A legitimate expectation of a benefit, relief or remedy is not a legal right but ordinarily flows from a promise or established practice. It is grounded in the rule of law as requiring regularity, predictability and certainty in the government’s dealings with the public. The Central government argued that there could be no legitimate expectation since the women officers knew that their induction into the IAF was on an experimental basis for five years, to be reviewed thereafter. The court, however, pointed out that the women officers were both suitable and required. The High Court recognised the fact that recruitment of women in the armed forces had gone through a process of evolution largely dependent on the social norms of the country. In the United States, the strength of women officers in the military rose from 2 per cent in 1967 to 11 per cent in 1993. Almost 90 per cent of the posts have slowly become open to women officers except in the field of infantry, armour and special operations. The judgment noted that in India, there is reluctance on the part of the armed forces to induct women as permanent commission officers.
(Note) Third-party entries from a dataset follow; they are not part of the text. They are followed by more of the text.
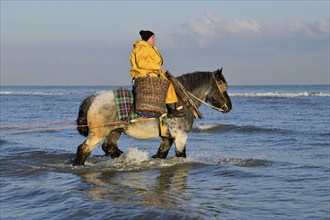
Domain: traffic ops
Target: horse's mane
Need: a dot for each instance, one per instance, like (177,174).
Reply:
(192,81)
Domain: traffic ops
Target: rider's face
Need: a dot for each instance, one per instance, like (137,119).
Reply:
(152,40)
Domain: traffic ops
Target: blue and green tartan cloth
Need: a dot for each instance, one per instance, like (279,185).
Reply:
(125,104)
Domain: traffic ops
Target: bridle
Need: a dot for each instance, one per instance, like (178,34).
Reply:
(222,87)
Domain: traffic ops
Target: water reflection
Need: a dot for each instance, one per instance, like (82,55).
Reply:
(159,188)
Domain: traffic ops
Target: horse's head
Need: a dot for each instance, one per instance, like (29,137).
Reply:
(218,95)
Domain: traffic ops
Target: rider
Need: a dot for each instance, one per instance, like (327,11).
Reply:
(145,58)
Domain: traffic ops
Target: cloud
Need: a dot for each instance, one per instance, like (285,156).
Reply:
(209,31)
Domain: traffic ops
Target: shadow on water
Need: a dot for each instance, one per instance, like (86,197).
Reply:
(135,180)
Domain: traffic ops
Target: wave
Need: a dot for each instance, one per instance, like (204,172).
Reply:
(280,94)
(211,127)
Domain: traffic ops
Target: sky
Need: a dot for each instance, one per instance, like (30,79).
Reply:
(75,43)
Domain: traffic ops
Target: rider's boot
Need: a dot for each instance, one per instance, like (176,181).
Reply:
(173,112)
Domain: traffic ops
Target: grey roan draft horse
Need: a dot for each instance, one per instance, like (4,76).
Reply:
(98,110)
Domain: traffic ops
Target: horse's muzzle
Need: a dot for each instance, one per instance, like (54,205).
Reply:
(225,108)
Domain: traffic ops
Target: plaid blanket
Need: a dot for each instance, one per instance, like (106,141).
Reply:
(125,104)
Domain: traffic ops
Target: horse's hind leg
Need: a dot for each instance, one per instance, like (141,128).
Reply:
(85,149)
(109,146)
(165,146)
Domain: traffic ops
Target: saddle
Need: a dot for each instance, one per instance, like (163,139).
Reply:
(126,109)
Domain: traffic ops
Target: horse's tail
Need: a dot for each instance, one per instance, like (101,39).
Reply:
(82,115)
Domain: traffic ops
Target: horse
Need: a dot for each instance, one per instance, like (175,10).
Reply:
(98,115)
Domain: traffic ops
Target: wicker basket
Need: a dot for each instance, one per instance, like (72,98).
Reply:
(150,95)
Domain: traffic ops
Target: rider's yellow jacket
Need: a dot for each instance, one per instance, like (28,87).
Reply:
(145,59)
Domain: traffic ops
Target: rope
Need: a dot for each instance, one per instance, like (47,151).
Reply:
(38,124)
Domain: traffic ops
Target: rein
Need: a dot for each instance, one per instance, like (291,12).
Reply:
(205,103)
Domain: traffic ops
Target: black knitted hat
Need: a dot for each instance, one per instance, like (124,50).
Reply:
(145,35)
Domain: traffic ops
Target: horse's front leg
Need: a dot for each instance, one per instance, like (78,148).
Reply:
(165,146)
(180,144)
(109,146)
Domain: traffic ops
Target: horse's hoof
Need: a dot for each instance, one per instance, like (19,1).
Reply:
(115,153)
(183,154)
(159,155)
(78,163)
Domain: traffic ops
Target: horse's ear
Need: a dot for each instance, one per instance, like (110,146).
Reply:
(219,71)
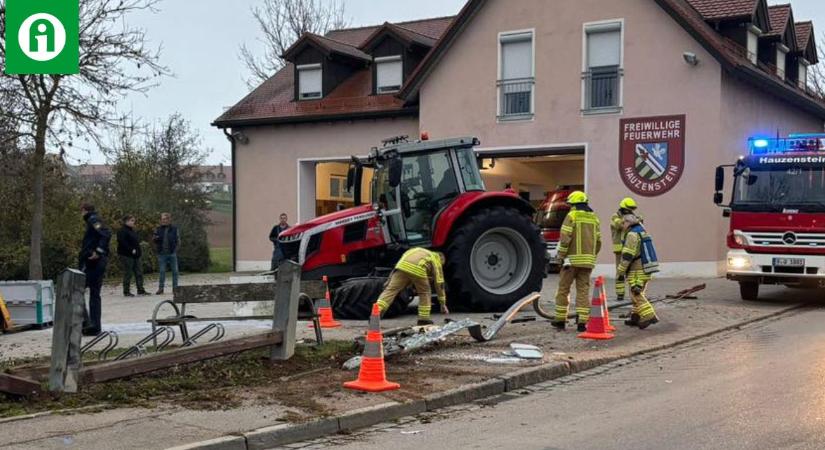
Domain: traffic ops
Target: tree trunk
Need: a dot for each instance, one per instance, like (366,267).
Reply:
(35,260)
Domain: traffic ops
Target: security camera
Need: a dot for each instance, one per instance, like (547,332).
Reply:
(240,137)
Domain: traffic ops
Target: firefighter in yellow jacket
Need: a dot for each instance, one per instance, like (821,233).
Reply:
(638,278)
(580,242)
(418,267)
(617,232)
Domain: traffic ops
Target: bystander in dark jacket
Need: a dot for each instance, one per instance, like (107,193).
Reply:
(128,249)
(167,241)
(94,254)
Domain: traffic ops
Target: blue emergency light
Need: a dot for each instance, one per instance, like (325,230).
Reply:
(790,144)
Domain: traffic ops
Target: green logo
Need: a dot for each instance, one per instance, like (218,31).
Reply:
(42,37)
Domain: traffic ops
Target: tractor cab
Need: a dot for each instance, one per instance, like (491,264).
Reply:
(414,181)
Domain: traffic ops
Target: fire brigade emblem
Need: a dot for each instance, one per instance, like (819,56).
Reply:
(651,160)
(652,153)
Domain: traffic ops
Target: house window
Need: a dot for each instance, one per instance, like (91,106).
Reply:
(753,45)
(388,74)
(309,82)
(781,58)
(803,74)
(603,67)
(516,76)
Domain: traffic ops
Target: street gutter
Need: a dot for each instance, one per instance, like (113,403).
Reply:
(283,434)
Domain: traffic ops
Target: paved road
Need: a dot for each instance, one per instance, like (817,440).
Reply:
(761,387)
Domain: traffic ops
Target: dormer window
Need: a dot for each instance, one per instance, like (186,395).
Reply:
(388,74)
(753,43)
(781,60)
(309,82)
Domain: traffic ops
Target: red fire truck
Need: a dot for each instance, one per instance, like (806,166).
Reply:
(777,214)
(549,217)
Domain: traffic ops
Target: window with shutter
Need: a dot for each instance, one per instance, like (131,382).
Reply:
(309,82)
(516,79)
(389,72)
(603,67)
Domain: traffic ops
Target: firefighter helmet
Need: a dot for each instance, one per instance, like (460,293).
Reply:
(627,203)
(576,197)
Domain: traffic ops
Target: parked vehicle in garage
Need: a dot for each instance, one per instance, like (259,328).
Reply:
(549,218)
(424,194)
(777,214)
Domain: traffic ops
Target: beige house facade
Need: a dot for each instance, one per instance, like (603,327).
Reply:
(558,93)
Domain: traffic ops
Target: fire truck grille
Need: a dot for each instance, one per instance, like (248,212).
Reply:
(788,239)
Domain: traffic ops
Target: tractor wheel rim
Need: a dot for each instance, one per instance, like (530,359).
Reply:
(500,260)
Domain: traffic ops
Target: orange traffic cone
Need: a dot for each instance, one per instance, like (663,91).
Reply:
(325,310)
(596,326)
(372,376)
(606,312)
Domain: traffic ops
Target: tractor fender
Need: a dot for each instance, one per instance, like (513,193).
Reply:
(466,203)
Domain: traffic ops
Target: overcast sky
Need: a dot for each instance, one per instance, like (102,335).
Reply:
(200,40)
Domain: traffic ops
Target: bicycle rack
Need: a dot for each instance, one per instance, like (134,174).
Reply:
(141,350)
(111,345)
(220,332)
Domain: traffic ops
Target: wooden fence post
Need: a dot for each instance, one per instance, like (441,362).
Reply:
(285,317)
(68,328)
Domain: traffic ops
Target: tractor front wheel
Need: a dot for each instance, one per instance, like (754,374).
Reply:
(353,299)
(495,258)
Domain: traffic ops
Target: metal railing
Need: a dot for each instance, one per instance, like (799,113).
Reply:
(515,97)
(602,87)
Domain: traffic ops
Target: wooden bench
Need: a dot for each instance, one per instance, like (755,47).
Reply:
(235,293)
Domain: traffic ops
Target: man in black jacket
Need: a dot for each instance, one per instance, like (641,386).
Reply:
(167,241)
(128,249)
(94,253)
(277,253)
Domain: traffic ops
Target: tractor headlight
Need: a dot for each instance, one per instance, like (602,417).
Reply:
(739,262)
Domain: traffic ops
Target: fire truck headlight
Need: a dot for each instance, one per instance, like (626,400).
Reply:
(740,238)
(739,262)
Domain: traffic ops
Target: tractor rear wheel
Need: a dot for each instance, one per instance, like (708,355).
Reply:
(353,299)
(495,257)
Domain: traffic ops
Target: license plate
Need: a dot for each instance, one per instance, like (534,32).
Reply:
(789,262)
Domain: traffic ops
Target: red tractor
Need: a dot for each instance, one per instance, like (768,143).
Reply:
(424,194)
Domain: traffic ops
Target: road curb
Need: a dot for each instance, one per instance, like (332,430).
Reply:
(361,418)
(221,443)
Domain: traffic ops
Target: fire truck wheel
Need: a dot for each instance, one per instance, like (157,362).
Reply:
(353,299)
(495,257)
(749,290)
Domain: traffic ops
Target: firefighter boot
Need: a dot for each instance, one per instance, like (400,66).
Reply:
(646,323)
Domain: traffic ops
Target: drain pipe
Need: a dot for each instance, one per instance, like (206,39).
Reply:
(232,140)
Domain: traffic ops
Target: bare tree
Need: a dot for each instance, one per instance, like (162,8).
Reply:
(816,76)
(282,22)
(55,110)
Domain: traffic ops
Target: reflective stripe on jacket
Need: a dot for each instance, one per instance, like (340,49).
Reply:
(632,261)
(581,238)
(422,263)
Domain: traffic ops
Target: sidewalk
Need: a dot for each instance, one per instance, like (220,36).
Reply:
(458,363)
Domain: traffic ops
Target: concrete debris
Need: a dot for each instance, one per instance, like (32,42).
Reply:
(526,351)
(503,360)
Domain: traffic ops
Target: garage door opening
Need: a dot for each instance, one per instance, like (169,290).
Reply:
(331,192)
(534,178)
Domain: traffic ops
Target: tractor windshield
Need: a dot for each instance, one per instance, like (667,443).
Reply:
(775,189)
(428,183)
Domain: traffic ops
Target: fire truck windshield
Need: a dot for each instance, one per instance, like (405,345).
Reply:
(777,189)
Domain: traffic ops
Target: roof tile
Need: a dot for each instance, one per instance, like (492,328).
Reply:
(724,9)
(274,99)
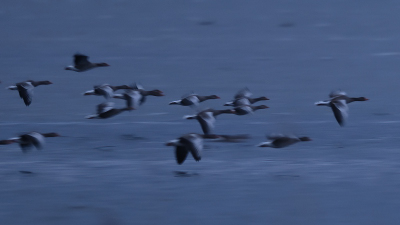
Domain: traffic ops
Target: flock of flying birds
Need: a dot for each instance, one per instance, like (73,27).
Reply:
(135,96)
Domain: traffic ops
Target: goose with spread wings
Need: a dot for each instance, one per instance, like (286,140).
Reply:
(338,103)
(281,141)
(107,110)
(29,140)
(25,89)
(206,118)
(81,63)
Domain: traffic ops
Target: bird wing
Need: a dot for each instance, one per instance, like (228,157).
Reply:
(340,110)
(104,107)
(137,86)
(37,140)
(206,120)
(241,101)
(275,136)
(135,98)
(243,110)
(245,92)
(104,90)
(190,100)
(81,60)
(193,143)
(25,90)
(336,93)
(181,153)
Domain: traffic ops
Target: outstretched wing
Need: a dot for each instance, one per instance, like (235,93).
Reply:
(180,154)
(194,144)
(104,90)
(243,93)
(340,110)
(37,140)
(104,107)
(336,93)
(206,120)
(25,90)
(81,60)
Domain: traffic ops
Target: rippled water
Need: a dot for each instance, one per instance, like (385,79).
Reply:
(118,171)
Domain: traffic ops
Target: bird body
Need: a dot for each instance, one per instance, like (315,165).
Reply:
(105,90)
(206,118)
(281,141)
(338,104)
(81,63)
(192,143)
(248,109)
(106,110)
(25,89)
(29,140)
(193,100)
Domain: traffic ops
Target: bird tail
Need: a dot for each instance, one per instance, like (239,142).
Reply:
(264,144)
(12,87)
(94,116)
(190,117)
(326,103)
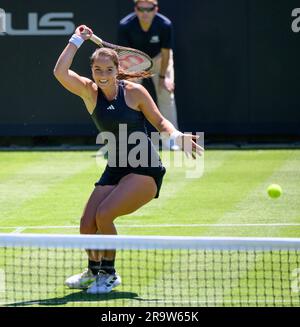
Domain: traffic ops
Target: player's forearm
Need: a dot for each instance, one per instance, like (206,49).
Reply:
(65,60)
(165,57)
(165,127)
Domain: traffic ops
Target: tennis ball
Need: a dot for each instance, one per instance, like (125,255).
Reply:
(274,191)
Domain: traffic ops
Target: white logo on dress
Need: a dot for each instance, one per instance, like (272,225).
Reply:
(154,39)
(111,108)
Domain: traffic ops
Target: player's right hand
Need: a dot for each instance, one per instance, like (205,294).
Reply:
(84,32)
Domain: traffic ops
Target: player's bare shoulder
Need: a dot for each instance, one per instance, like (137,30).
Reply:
(135,94)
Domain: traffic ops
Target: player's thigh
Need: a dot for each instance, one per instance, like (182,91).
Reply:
(88,219)
(132,192)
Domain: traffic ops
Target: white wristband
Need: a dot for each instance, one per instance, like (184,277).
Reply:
(76,40)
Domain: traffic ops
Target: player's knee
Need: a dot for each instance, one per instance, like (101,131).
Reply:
(87,226)
(104,215)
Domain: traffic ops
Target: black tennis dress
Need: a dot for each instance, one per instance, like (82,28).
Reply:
(115,120)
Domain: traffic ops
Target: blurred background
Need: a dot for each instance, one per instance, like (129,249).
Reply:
(236,65)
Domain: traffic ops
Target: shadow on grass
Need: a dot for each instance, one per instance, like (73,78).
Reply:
(80,299)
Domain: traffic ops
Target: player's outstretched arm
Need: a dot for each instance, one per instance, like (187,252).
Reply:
(73,82)
(187,142)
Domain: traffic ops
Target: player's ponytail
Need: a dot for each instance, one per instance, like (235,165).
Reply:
(123,74)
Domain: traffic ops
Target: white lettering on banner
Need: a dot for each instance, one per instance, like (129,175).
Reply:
(296,22)
(53,23)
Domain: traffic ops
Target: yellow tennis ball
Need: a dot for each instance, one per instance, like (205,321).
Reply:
(274,191)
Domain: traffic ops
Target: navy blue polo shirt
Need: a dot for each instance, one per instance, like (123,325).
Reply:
(160,34)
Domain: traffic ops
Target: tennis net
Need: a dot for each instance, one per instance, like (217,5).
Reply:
(155,271)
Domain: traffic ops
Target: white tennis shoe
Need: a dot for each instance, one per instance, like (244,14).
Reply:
(81,281)
(104,283)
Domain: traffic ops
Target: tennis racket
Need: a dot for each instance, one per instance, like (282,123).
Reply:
(131,60)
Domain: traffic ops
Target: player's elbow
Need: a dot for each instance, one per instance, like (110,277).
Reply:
(58,73)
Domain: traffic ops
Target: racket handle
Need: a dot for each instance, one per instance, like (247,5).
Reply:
(96,40)
(93,38)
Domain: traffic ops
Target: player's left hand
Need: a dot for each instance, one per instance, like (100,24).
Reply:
(166,84)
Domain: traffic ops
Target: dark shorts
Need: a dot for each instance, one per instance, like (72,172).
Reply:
(112,176)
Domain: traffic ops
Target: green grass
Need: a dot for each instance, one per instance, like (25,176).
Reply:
(50,189)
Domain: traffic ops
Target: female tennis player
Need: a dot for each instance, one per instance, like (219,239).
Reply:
(111,99)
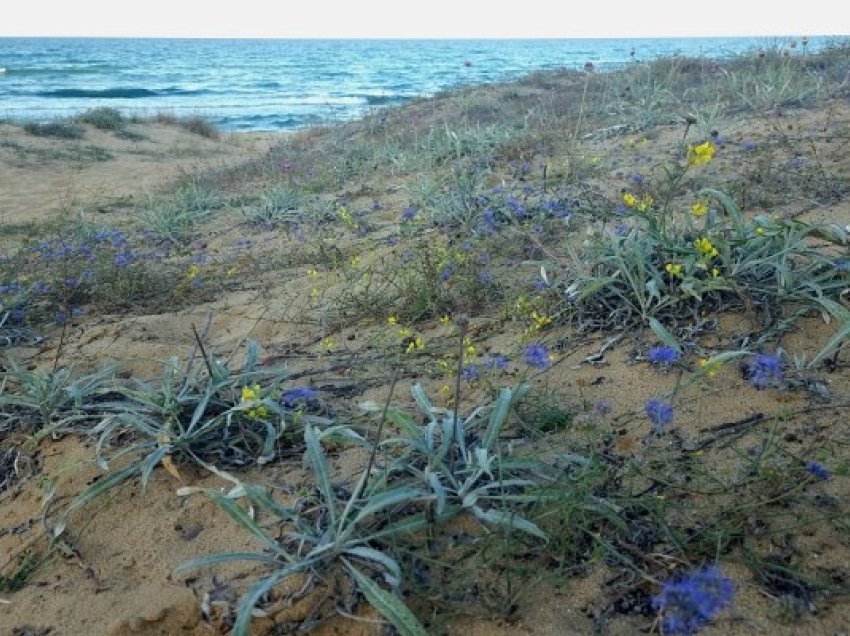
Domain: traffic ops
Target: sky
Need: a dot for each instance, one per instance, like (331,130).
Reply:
(423,19)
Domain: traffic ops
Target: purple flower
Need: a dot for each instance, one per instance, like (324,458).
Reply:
(764,370)
(662,355)
(537,356)
(690,603)
(489,221)
(470,373)
(602,406)
(122,259)
(659,412)
(818,470)
(497,361)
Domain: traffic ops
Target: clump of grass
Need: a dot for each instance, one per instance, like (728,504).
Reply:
(200,126)
(659,263)
(174,217)
(278,206)
(57,130)
(103,118)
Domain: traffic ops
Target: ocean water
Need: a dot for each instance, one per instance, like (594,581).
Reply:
(263,85)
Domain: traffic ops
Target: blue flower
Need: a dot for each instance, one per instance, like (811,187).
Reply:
(537,356)
(470,373)
(659,412)
(817,469)
(662,355)
(764,371)
(499,362)
(298,397)
(122,259)
(602,406)
(690,603)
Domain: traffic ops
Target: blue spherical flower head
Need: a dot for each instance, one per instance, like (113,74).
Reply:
(690,603)
(659,412)
(817,470)
(537,356)
(662,355)
(470,373)
(298,397)
(765,370)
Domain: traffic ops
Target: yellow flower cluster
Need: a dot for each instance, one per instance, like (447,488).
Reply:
(633,203)
(251,394)
(699,209)
(674,269)
(415,344)
(706,248)
(193,272)
(703,153)
(347,218)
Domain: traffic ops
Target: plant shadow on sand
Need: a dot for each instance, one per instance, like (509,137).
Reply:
(564,355)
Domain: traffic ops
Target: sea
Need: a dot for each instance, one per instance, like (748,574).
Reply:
(277,85)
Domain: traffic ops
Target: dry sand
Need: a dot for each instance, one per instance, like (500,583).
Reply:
(117,575)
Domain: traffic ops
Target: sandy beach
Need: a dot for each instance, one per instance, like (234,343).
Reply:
(359,257)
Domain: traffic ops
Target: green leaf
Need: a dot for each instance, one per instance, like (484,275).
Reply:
(377,557)
(257,591)
(422,400)
(317,458)
(501,409)
(832,344)
(663,335)
(224,557)
(390,606)
(102,485)
(241,516)
(730,206)
(386,500)
(508,520)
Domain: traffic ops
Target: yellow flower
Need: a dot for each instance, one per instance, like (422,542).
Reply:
(710,367)
(250,392)
(346,217)
(645,203)
(706,248)
(469,348)
(414,344)
(703,153)
(699,208)
(540,320)
(674,269)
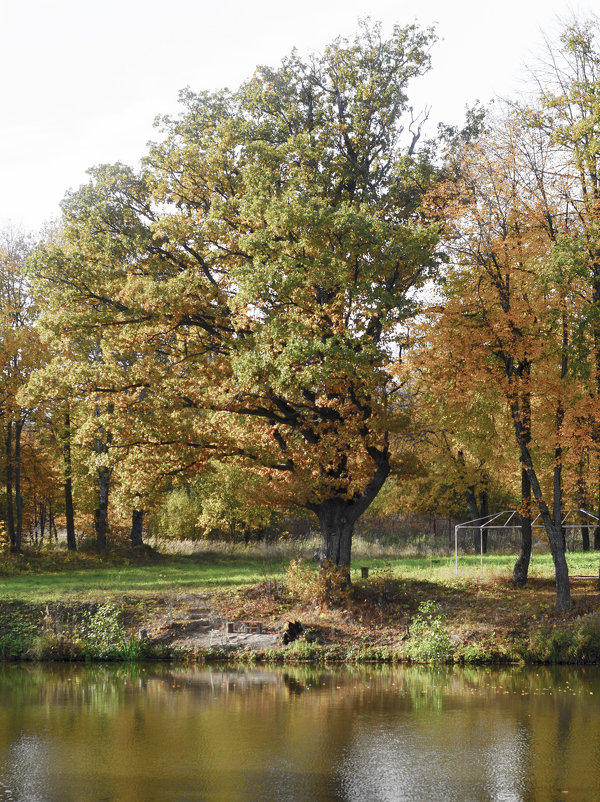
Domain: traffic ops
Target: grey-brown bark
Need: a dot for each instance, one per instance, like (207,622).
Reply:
(68,485)
(521,568)
(337,516)
(101,511)
(137,523)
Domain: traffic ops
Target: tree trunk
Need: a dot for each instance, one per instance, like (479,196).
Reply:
(337,527)
(338,516)
(553,527)
(10,517)
(18,495)
(101,512)
(137,521)
(485,511)
(585,537)
(68,485)
(471,500)
(521,569)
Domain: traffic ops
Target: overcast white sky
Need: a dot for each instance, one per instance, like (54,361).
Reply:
(81,81)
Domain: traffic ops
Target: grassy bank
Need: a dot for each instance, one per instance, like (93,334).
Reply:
(57,606)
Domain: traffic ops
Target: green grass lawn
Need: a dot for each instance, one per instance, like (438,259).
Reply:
(63,576)
(208,571)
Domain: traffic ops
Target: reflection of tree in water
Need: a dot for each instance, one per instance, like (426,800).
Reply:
(301,732)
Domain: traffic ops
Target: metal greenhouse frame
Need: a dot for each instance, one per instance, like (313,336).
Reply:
(502,520)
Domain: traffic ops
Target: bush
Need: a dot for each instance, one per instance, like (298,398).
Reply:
(17,639)
(429,642)
(325,585)
(103,636)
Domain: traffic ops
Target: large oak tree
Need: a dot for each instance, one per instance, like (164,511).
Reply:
(245,290)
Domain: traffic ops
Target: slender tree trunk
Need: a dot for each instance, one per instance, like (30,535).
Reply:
(552,526)
(101,512)
(137,521)
(10,516)
(18,495)
(485,511)
(521,569)
(471,500)
(585,538)
(68,485)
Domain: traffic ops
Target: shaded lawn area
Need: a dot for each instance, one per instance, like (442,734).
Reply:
(58,575)
(208,571)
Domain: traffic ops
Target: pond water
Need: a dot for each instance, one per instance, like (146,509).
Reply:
(157,732)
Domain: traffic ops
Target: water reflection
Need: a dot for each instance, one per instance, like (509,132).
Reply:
(146,733)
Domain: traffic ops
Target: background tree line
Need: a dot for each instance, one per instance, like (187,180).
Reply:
(297,301)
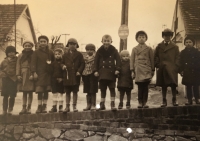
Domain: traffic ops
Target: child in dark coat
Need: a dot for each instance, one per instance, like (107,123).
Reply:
(107,65)
(125,81)
(73,65)
(90,85)
(9,79)
(40,68)
(24,76)
(190,70)
(57,81)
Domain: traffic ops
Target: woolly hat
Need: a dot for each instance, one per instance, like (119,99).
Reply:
(72,40)
(167,32)
(90,46)
(43,37)
(28,42)
(10,49)
(141,33)
(124,52)
(189,38)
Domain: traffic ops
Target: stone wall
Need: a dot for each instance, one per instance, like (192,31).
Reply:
(171,124)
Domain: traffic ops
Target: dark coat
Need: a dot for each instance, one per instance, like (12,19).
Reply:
(190,66)
(75,63)
(40,66)
(166,59)
(125,80)
(107,62)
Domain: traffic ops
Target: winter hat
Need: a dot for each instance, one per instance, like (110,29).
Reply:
(189,38)
(90,46)
(43,37)
(72,40)
(167,32)
(124,52)
(10,49)
(28,42)
(139,33)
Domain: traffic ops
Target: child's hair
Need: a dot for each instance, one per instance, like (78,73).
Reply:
(90,46)
(107,36)
(140,33)
(28,42)
(189,38)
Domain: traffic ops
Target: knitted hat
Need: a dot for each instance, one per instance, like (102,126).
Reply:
(141,33)
(124,52)
(189,38)
(10,49)
(167,32)
(72,40)
(43,37)
(90,46)
(28,42)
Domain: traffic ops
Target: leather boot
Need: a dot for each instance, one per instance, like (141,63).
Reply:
(74,108)
(23,111)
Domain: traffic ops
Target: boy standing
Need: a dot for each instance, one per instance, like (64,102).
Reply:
(40,68)
(167,62)
(107,65)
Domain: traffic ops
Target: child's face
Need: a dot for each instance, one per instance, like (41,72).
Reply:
(141,39)
(189,43)
(57,55)
(43,43)
(125,57)
(167,38)
(90,52)
(28,47)
(106,42)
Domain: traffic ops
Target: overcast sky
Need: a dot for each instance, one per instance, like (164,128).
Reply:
(89,20)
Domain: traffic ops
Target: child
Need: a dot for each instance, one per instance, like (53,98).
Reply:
(190,69)
(142,66)
(73,64)
(167,62)
(25,77)
(9,79)
(107,65)
(40,67)
(125,81)
(57,81)
(89,80)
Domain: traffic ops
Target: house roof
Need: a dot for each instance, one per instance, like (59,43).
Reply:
(190,10)
(7,18)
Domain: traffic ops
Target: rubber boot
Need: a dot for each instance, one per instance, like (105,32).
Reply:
(23,111)
(88,99)
(74,108)
(28,110)
(53,110)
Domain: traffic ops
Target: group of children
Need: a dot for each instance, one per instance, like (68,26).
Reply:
(44,70)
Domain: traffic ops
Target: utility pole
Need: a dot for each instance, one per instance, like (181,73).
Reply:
(124,20)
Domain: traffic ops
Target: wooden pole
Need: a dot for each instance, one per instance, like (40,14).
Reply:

While noting that there are countries that have given opportunities to women even in combat areas, the court conceded that social and cultural ethos vary from country to country. Therefore, it is not for the court to decide in which areas of operation women should be employed in the armed forces, Justice Kaul said.
The court also rejected the government’s contention that since these women officers accepted the extension of short service commission, they were precluded from raising the issue of grant of Permanent Commission later. The court said that in matters involving gender discrimination, a liberal view on the aspect of delay has to be taken. The High Court thus directed that the women officers of the IAF with short service commission who had opted for permanent commission, and those of the Army, are entitled to permanent commission on a par with male officers with short service commission with all consequential benefits.
Justice Kaul expressed the hope that with increased participation of women in different walks of life, the Central government would be encouraged to allow greater participation of women in more areas of operation.